And just as my heart stutters at the realisation that he knows what that is—that maybe he has that same scar—he reels back, white, horrified. “I’m sorry.”
The way he’s apologising for touching it means he definitely understands. In full. “It’s alright,” I tell him.
But I know it’s not, because he passes a swift hand through his hair and mutters, “I can’t process this. I can’t.”
Even if I’m not supposed to touch him, I can’t help it. I can feel his pain. My hands are on his arms before I know what I’m doing. “It’s just going to take a bit of time. Sit back down.”
With a shake of his head, he does the opposite. He shoves my hands away and walks straight out the door.
I know where he lives. I can find him. So I let him go, to give him space. When he’s had some time to adjust, when I’ve had some time to adjust, I’ll talk to him again.
But the second I sit down, the door flies open. August’s back, and it’s weird, the little heart thump thing in my chest. I can’t help but feel there’s something kind of heroic about him, throwing caution to the wind and facing his fate. Coming back to associate with me when it’s theoretically dangerous to even…
Yeah, no.
He’s just come back to pay the bill.
Kelly’s talking to him, but he’s keeping his eyes down, concentrating super hard on his wallet. She looks at me, sayssomething to him. He’s even pinker now. He fumbles his card to the floor, and he’s scrambling to pick it up where it’s almost flush with the smooth surface.
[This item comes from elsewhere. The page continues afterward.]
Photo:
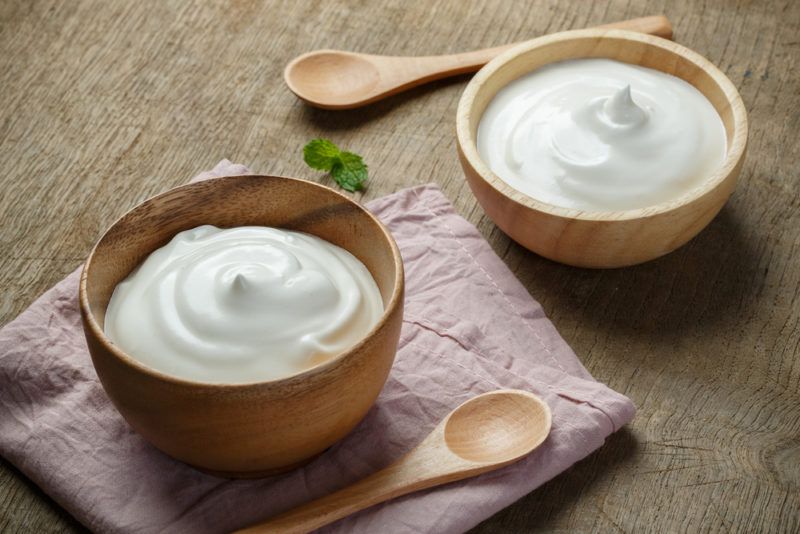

He’s a complete mess. And why wouldn’t he be?
He’s not like me, by the looks of it. Not yet.
He’s all soft and sweet.
Like I used to be.
And it honestly hurts a bit, what I’m going to have to do to him.
And that’s weird. Because I haven’t felt this sort of guilt in a long time. A very long time.
But being with him, with that version ofme, it’s…
It makes me sick. I feel sick.
He beeps his card, and he’s back out the door and gone.
I should probably go after him. But it’s cold as fuck out there, and he’s not ready to talk anyway.
I wonder how long Kelly will let me stay here if I don’t order any food…
CHAPTER FIVE
GOOD AUGUST
OUT OF TIME
Ablast of warm wind slides over my face the moment my foot hits the ground outside the cafe. My shoe lands with a squelch. It’s black, dark out here, and I can’t make out what I stepped in.
How is it dark? It was daylight a second ago, through the cafe windows.
And what is that smell?
It’s ammonia, like… old piss. And god, what did I step in? I lift my shoe, but I still can’t see a thing. What’s wrong with the streetlights?
But then I look up.
There are no street lights. And these buildings, I don’t recognise them at all.